本

『ボードレール 他五篇』

ホンとの本

『ボードレール 他五篇』
ヴァルター・ベンヤミン
野村修編訳
岩波文庫
\760+
1994.3.

 気づかないときには気づかないのであるが、何かの問題について考えていて、その資料を探したり、また論評や記事を読んだりしているとき、気づくようになったのだ。ベンヤミンの名である。大切な問題に言及しており、また論者が引用する。ぼんやりと人物について聞いたことはあっても、著作を読んだことがなかった私のような凡人でも、これはちょっと気になる存在となってきたではないか。
 特に本書では、「複製技術の時代における芸術作品」が気になったので、この本を選んでみた。タイトルの「ボードレール」は、直接読んだことのない身としては肩身が狭かったが、並び称されるフローベールは、「ボヴァリー夫人」くらいなら知っているので、当時のフランスの文学の雰囲気からして楽しめるかもしれないと思った。カフカやブレヒトにいても疎いので仕方がないか、ベンヤミンを通じてその時代と人物を見てみたいと思った。
 だがやはり、芸術に対するひとつの見解として、複製技術についての論評は一番関心が強かった。コピーができる芸術作品というものは、いったいどのような価値をもつのだろうか。これは現代ではもうなし崩しになっていて、果たしてそれが芸術てあるのかどうかさえ、もはや議論されることがなくなった。ということはまた、いまは芸術とは何かということについて、もはや誰も考えなくなったということである。芸術論は意味をなさなくなっている。定義も不可能になったし、たとえ論評を始めようとしても、ほとんどナンセンスであり、そもそも議論しようなどという相手が見つからなくなってしまう。
 ベンヤミンがこの評論を書いたのは、1936年であった。
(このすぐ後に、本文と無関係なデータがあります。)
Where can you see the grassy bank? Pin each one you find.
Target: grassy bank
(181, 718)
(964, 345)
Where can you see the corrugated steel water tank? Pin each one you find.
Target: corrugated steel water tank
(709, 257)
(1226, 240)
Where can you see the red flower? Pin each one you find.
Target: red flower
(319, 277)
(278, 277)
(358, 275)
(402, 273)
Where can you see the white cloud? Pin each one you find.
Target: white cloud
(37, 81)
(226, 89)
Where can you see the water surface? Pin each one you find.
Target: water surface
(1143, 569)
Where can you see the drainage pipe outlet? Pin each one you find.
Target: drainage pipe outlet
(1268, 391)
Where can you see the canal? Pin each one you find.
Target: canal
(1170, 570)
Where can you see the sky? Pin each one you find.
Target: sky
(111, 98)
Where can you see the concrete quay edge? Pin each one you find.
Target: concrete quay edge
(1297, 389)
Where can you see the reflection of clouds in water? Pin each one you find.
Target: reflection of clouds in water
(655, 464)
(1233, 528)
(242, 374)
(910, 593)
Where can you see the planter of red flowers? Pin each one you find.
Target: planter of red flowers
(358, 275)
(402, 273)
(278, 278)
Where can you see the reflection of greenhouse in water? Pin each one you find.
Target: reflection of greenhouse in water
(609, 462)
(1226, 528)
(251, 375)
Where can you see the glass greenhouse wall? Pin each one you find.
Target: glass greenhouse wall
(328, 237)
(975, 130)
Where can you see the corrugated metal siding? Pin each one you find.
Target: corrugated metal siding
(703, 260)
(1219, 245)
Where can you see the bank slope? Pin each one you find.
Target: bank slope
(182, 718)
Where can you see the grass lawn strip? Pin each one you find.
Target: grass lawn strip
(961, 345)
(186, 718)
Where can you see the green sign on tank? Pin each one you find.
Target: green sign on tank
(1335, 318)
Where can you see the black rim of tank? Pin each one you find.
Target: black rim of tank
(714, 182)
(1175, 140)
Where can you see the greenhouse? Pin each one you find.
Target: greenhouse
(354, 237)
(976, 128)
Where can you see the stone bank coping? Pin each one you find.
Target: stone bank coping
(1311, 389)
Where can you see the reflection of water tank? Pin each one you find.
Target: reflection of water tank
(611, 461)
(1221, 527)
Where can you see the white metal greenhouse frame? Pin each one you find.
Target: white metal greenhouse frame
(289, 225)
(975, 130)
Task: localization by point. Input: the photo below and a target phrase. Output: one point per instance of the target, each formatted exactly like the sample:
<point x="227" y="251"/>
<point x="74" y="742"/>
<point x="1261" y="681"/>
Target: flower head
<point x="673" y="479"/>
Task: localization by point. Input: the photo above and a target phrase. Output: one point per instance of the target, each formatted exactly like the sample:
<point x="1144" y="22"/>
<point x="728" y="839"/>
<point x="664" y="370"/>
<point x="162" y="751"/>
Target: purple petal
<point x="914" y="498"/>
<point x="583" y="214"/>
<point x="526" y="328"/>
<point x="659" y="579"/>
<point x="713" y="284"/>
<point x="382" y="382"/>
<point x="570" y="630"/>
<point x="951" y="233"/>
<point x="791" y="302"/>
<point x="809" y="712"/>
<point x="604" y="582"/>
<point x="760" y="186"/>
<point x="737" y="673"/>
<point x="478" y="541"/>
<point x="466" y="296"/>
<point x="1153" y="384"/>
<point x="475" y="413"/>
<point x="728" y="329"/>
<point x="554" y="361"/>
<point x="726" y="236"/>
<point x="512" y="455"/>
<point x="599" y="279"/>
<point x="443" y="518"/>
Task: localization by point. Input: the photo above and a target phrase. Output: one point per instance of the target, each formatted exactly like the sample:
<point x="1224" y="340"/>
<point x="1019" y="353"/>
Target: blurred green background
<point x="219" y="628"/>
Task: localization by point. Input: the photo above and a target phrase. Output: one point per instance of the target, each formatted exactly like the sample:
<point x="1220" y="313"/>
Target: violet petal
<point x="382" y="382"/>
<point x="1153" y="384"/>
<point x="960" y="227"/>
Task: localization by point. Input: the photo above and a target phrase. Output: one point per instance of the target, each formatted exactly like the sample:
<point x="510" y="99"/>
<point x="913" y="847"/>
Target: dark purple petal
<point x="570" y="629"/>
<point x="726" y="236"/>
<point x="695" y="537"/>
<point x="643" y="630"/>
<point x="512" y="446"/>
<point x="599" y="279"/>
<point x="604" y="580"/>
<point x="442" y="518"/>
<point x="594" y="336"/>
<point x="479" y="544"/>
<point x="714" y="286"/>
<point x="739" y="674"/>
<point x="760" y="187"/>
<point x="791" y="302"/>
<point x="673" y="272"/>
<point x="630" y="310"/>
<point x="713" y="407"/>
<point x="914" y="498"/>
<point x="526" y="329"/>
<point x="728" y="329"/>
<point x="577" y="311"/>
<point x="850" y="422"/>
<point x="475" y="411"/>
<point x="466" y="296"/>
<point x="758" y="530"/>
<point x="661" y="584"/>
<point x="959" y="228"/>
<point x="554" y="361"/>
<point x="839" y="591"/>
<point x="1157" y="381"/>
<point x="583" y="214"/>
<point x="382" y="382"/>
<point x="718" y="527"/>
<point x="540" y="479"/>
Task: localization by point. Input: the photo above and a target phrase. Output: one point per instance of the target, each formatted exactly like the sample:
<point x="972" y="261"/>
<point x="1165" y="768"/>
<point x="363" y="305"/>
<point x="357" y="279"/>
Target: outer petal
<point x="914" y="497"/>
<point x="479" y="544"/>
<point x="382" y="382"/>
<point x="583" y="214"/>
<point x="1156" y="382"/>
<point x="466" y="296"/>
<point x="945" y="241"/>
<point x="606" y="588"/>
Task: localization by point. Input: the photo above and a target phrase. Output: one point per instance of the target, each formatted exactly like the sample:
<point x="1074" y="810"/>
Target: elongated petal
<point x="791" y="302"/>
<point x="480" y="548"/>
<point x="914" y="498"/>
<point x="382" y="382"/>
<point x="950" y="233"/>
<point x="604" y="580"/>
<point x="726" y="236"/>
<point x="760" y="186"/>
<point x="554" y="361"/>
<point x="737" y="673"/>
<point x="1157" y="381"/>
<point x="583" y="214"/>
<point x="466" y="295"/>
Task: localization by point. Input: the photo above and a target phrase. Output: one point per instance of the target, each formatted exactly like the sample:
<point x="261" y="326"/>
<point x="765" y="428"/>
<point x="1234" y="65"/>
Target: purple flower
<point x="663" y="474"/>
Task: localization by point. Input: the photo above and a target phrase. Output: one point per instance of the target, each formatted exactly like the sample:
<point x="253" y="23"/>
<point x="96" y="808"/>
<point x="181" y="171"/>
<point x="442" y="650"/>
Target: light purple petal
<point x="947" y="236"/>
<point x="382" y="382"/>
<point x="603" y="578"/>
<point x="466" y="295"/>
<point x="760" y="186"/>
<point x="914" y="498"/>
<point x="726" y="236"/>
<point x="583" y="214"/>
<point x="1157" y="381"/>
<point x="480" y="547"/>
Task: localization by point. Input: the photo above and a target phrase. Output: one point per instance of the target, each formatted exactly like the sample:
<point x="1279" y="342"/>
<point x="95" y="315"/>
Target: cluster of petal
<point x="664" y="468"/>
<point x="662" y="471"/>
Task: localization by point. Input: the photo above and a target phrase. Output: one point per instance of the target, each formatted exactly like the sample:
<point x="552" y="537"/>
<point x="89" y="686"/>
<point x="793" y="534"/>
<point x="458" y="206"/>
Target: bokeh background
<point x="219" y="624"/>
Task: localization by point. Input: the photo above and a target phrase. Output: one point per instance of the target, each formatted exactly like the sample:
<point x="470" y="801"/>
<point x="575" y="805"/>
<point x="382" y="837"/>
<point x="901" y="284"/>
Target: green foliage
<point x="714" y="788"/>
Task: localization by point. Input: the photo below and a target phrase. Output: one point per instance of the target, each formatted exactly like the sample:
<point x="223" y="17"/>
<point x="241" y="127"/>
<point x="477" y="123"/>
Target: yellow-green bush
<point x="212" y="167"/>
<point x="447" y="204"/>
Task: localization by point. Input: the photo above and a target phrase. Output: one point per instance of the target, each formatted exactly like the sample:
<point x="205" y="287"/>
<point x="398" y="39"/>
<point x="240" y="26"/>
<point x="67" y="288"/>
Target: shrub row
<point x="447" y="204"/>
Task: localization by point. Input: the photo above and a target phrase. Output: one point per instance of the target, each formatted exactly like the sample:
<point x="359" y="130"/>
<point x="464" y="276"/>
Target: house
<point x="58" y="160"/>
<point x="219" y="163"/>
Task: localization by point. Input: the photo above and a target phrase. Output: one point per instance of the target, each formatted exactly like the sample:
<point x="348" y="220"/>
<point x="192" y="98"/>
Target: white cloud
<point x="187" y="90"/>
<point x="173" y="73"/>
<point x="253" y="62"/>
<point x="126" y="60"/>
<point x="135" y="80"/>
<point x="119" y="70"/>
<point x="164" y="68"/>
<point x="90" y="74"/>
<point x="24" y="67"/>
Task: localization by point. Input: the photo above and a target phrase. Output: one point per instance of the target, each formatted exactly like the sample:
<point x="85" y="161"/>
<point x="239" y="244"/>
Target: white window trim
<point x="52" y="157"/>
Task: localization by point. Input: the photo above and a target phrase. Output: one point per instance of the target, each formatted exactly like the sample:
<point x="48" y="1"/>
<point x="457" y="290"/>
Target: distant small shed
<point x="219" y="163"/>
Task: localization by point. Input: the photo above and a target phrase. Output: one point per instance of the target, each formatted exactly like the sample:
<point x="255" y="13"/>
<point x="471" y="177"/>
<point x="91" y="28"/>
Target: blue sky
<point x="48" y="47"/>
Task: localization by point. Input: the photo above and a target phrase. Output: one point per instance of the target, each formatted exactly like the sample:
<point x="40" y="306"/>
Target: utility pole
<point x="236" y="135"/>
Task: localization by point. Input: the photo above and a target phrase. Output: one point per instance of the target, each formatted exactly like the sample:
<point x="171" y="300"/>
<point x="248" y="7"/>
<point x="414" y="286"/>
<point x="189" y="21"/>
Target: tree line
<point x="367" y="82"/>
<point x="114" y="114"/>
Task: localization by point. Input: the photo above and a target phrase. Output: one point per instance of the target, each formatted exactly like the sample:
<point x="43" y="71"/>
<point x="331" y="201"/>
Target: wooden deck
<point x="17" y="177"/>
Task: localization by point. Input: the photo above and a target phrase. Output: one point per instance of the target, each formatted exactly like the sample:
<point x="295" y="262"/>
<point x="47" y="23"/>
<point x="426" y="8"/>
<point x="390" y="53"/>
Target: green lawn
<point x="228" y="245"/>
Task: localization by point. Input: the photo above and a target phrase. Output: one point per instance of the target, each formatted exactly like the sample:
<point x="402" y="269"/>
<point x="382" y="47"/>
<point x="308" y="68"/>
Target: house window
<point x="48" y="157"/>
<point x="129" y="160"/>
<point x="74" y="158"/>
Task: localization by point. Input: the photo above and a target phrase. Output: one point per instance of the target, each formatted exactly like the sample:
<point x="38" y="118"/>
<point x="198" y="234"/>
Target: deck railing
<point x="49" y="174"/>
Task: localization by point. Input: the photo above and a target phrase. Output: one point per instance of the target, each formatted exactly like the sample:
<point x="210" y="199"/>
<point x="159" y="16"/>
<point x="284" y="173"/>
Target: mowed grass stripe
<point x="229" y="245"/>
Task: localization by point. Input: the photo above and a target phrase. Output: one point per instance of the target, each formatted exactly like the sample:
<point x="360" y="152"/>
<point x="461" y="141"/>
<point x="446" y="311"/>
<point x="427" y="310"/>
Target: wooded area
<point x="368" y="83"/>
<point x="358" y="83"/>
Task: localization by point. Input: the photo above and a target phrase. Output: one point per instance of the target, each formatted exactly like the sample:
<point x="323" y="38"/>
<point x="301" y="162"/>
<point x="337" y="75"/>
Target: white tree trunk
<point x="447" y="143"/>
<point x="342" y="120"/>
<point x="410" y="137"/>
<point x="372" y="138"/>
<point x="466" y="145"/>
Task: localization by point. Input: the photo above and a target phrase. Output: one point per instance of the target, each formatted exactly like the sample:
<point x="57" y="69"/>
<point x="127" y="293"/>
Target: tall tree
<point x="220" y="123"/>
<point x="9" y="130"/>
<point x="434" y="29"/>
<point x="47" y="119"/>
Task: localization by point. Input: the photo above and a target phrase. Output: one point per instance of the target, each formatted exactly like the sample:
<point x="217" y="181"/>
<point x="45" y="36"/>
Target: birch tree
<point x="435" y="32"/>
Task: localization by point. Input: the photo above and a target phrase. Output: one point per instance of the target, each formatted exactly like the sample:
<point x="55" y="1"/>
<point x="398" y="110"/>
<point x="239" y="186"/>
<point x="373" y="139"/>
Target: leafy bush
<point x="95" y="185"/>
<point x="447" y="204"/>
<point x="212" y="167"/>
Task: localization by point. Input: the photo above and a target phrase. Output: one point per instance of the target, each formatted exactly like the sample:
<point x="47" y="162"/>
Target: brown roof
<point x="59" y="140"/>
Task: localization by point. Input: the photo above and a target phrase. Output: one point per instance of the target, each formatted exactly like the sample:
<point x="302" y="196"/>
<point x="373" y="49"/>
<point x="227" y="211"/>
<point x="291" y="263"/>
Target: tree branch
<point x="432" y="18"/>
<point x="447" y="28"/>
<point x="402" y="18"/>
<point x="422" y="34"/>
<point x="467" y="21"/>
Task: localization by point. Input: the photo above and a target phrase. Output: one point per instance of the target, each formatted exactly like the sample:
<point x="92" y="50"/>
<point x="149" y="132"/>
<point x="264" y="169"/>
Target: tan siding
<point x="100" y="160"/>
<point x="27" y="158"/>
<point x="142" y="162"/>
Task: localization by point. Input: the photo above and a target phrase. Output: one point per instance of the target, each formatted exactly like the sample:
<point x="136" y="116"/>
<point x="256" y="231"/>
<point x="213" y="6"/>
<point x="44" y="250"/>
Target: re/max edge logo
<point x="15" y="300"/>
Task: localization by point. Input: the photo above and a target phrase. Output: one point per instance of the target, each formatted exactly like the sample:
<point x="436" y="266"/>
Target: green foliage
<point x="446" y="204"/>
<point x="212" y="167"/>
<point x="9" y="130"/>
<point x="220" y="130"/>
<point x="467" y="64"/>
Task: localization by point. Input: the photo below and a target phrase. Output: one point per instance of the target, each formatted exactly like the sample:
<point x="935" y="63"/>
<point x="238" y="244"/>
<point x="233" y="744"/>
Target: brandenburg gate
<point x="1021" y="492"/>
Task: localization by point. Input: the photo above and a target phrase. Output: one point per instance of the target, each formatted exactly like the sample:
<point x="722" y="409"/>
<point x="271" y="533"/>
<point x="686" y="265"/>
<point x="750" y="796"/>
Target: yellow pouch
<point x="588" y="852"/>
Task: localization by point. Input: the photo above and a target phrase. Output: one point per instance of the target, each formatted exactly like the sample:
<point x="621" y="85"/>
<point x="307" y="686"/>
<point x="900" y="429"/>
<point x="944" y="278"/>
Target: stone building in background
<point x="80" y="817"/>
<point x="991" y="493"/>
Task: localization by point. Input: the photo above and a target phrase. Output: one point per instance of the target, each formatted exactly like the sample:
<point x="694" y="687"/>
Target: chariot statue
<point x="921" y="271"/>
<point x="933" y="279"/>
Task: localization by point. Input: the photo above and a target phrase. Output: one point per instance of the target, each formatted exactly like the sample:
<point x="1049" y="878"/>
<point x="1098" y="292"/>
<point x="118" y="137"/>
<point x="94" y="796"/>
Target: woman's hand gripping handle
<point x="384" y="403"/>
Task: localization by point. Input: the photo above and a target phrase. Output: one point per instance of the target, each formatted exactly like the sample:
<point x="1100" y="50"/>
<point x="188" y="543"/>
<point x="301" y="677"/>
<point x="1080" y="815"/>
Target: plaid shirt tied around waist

この電子時代とは訳が違う。だから彼かターゲットにしたのは、映画であった。映画というのは果たして芸術なのか。20世紀になり、映画が登場したことにより、芸術そのもの、そして芸術家たちもが、変化を与えられたというのである。
 そしてここに、有名な「アウラ」という概念が登場する。「アウラ」は複製されない、というのである。ベンヤミン自身は、さも当然のようにこの語を使う。しかし、その「アウラ」なるものが何であるのか、何でないのか、一向に定義をしようとしない。解説によると、これを「オーラ」とでも読むと、私たちも何かを感じ取ることができるのではないかということが分かるが、勝手な断定は控えよう。えもいえぬ何かが、芸術作品の背後にはある。コピーしたものにそれが宿りえないような、何かあるもの。それはもしかすると、創る者、受ける者それぞれにある自由さの中にあるもの、生命そのものにつながるようなものであって、定義するような対象化することによってすでにもはやそれではなくなってしまうようなものであるのかもしれない。
 芸術という概念自体、たとえは古代からあったわけではないだろう。近代批評において、それは芸術だね、と言えるようになったものが芸術であるとするならば、いまこの時代において、芸術がその近代的な意味から崩壊したとしても、惜しむ必要はないのかもしれない。しかしそのとき、新たな意味で、それを指す言葉や概念が必要になるだろう。そうでなければ、それを守ることができなくなる。ベンヤミンが信じていた「アウラ」が、消えてしまうかもしれない。
 私たちも「アウラ」があるとすると、そのアウラを生かしていく道が、与えられているのではないだろうか。私たちの、そして人類のこれからのアウラを求める道が、あるのではないだろうか。ベンヤミンの遺した謎である「アウラ」を、捜しに行こうではないか。